Я было не хотел писать, не хотелось душу тебе бередить. Успели, думал, убраться из этого Содома, и слава богу. Потом решил: нет, должно им обо всем знать, и брату твоему, и товарищам его, всем, кто, спасая жизнь, бросил свои очаги и бежал в Сиену и другие места.

Начали они во вторник, в тот самый день, когда вкупе с приорами и предателем Ландо учинили перед дворцом кровавую бойню. До полуночи отряды жирных и ремесленников охраняли площадь и весь город, а в полночь большой отряд жирных и ремесленников, что позажиточней, со знаменем гонфалоньера справедливости двинулся в бедные кварталы, будто бы затем, чтобы искать тех, кому удалось убежать с площади, а на самом деле — чтобы утолить свою лютую злобу и отомстить тощему народу за то, что он посмел громко объявить о своем с ними равенстве. Всю ночь бесчинствовали и в Сан Барнаба, и в Беллетри, да и у нас тоже. Известно, что за дом у бедняка. Каждая плошка на счету. Так они, ироды, под предлогом, будто ищут кого, в каждой хибарке норовили все вверх дном перевернуть, все, что на глаза попадется, разбить и порушить. Словом, чуть не всех дотла разорили. А уж горше всего женам пришлось чесальщиков и вообще чомпи. Мало того, что мужья невесть где, в домах разор, как после нашествия какого, так еще надругательства всякие терпеть довелось от охальников…

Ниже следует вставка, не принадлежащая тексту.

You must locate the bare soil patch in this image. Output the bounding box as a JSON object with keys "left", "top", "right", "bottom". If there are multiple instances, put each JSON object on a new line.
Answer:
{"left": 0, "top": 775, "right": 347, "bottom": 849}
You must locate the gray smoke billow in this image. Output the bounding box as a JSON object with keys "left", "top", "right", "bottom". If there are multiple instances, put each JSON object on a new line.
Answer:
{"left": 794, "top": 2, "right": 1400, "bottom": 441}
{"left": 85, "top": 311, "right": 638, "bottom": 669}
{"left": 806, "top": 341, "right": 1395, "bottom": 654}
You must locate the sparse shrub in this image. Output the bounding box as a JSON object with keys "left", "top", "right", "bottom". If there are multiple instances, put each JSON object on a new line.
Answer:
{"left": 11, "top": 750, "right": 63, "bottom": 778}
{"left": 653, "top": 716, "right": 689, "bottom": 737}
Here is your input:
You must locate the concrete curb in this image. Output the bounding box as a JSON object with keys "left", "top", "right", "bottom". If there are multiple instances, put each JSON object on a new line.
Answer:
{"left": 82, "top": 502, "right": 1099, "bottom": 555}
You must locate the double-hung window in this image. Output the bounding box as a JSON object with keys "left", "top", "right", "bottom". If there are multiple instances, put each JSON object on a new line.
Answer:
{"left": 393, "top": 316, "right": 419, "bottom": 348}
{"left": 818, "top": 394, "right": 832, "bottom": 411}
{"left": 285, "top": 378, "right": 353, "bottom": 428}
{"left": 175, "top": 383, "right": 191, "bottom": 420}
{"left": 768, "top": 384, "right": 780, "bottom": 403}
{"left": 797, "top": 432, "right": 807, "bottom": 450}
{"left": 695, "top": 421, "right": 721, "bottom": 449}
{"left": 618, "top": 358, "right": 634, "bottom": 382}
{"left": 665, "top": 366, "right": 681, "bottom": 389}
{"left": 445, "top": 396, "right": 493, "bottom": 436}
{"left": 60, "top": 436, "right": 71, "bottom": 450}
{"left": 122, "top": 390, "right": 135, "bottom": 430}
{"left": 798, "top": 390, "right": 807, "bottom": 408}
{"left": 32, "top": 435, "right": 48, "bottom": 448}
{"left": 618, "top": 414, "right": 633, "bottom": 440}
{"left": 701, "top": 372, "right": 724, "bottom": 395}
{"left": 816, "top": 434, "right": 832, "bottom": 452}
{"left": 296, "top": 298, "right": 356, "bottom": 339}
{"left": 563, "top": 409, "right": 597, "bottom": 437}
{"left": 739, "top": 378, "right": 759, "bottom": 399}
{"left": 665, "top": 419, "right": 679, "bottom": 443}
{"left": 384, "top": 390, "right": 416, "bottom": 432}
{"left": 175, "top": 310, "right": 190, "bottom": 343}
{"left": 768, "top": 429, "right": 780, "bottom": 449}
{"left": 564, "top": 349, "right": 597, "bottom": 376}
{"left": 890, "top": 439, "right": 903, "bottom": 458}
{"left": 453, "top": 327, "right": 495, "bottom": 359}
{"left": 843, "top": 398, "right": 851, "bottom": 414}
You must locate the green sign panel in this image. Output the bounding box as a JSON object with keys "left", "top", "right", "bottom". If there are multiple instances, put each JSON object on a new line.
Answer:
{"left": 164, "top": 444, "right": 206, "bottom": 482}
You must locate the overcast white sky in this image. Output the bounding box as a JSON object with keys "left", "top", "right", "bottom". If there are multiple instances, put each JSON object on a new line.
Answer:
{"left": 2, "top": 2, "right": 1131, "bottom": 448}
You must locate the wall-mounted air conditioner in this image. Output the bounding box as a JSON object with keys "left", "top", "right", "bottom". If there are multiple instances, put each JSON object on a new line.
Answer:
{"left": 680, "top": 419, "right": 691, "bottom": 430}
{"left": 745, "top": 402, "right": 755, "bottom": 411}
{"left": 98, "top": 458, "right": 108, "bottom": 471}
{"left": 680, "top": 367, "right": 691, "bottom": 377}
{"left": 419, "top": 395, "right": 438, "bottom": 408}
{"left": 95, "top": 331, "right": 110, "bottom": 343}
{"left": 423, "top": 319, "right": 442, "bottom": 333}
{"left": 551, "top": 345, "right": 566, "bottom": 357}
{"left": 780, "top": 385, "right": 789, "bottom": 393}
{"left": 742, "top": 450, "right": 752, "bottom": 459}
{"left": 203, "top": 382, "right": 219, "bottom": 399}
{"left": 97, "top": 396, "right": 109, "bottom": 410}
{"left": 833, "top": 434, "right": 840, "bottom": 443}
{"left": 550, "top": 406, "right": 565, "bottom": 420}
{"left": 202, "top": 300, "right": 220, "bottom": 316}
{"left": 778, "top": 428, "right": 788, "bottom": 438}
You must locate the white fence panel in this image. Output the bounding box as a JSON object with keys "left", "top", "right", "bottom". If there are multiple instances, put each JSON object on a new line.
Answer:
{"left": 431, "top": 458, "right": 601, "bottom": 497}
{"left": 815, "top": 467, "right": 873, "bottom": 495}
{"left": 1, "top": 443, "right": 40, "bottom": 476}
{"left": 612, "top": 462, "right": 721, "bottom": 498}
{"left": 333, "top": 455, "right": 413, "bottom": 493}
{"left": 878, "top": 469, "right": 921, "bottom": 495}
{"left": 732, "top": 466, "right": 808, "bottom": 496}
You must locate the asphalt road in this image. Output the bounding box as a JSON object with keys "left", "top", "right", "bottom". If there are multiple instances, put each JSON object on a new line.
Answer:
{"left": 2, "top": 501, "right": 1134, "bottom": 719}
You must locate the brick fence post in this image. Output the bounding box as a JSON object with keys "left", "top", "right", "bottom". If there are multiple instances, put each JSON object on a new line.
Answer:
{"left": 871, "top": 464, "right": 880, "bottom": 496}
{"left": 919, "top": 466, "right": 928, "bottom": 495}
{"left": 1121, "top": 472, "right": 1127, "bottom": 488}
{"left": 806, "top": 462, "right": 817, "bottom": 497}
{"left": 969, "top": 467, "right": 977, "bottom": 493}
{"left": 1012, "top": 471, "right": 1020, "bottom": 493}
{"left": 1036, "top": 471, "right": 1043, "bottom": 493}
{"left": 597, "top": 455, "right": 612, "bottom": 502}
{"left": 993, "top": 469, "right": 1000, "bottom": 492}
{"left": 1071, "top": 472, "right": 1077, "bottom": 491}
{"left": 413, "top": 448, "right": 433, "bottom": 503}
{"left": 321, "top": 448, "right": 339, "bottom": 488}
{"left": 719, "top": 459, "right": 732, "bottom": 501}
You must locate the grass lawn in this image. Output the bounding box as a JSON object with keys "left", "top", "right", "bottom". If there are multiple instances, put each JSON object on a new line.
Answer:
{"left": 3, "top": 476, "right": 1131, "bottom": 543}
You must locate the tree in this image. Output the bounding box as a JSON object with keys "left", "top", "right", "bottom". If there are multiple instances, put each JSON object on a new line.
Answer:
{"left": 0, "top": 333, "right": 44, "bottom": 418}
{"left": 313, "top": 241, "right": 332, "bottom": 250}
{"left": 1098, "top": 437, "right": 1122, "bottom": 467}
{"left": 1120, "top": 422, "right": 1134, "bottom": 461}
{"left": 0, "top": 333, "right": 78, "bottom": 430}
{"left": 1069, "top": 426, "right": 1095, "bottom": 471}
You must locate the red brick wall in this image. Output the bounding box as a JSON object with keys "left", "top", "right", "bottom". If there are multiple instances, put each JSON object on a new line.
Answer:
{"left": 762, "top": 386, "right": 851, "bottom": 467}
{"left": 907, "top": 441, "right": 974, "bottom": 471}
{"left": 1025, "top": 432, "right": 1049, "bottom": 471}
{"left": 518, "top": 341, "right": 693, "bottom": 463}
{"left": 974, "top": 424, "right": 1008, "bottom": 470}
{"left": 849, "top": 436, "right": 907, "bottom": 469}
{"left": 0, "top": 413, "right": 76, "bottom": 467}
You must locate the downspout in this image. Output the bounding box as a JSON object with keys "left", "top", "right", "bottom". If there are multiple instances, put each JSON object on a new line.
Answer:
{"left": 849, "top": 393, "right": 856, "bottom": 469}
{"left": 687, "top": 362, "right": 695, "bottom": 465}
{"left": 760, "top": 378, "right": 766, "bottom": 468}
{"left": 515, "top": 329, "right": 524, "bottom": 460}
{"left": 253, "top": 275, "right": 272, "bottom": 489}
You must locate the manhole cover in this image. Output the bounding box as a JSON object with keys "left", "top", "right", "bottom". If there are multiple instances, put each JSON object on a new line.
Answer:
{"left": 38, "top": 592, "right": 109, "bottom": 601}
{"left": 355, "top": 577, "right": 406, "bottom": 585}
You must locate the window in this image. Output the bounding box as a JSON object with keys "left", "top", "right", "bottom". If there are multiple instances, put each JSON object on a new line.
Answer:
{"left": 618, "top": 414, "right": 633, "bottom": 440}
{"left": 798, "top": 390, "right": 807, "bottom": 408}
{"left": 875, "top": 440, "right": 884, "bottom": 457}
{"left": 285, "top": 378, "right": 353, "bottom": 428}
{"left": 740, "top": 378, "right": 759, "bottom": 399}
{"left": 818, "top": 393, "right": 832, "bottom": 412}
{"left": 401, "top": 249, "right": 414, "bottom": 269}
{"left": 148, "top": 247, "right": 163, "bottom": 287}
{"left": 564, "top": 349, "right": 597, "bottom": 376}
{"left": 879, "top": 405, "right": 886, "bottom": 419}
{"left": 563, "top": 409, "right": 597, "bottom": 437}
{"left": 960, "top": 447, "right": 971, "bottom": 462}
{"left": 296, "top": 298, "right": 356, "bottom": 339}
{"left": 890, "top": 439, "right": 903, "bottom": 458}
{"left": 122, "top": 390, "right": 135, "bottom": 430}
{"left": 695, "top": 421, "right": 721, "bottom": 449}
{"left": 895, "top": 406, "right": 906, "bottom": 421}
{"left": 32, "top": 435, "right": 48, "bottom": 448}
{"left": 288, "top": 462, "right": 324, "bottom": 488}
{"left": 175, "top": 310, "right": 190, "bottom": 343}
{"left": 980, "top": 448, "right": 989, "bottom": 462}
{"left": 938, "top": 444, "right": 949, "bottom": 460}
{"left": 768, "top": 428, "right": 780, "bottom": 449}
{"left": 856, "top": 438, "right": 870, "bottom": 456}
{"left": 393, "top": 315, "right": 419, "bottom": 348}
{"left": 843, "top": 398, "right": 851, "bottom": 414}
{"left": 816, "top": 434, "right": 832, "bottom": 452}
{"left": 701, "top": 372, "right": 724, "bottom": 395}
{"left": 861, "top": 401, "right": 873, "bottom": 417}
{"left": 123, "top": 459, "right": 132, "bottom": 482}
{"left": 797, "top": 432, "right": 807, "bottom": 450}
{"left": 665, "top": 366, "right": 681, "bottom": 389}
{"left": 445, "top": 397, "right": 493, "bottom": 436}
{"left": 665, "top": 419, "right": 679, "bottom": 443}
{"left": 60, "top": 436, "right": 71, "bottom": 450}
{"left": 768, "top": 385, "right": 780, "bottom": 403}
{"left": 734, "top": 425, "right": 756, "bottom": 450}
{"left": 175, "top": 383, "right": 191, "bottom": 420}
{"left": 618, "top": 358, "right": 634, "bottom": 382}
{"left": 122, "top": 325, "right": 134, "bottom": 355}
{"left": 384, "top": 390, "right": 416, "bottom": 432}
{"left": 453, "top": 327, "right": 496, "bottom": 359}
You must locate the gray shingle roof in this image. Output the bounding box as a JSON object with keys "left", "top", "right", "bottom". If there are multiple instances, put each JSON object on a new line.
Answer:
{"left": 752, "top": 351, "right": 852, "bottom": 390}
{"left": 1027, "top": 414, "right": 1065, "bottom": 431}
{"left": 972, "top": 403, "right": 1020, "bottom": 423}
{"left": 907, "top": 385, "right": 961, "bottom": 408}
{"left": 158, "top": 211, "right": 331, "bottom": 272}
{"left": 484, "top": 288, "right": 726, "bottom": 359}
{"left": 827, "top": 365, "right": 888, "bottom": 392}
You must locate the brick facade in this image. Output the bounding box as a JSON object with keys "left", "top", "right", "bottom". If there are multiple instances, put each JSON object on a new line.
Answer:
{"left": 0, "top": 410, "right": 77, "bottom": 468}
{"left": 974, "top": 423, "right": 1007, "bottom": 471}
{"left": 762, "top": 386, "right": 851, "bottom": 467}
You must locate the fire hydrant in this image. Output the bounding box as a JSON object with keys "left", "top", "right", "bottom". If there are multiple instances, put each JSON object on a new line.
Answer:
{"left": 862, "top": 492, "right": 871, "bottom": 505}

К нам, к слову сказать, тоже заявились. Старуха моя, как их увидела, — опрометью ко мне. „Схоронись, — говорит, — хоть в погребе, пока их нечистая не унесет“. А у меня, как на грех, нога к ночи разыгралась. Ни встать, ни сесть. „Нет, — говорю, — никуда я отсюда не двинусь. Нет моих сил, будь что будет“. А тут и они входят. Человек десять. А впереди всех Джованни, братец Сальвестро Медичи. Вваливаются — и ко мне: „Был на площади?“ Хотел я ему сказать: что же это ты, мол, такой почтенный синьор, и ученый, и с достатком, а сам, как бандит, ночью по чужим домам шаришь, да промолчал. Но старуха моя молчать не стала. Налетела на них, что наседка. „Какая может быть площадь? — кричит. — Не видите разве: человек не то что встать, сесть не может“. Ну, Джованни видит — все правда, что она говорит, и ничем, значит, тут не поживиться, озлился да как толкнет мою старуху. „Сгинь, — кричит, — не лезь не в свое дело!“ Та, конечно, повалилась как сноп. Да так, что и встать не может. Потом уж я ее еле-еле на кровать перетащил. С того дня все стонет. Не дай бог, пережить ее придется…

вернуться

12

Цеховой люд оттолкнул от себя часть самого себя (чомпи)… За короткий период правления младших цехов с одной стороны наблюдаются постоянные заговоры, с другой — подозрения, чрезвычайные меры и пролитие крови, чтобы заглушить подозрения. (К. Маркс, «Exzerpte».)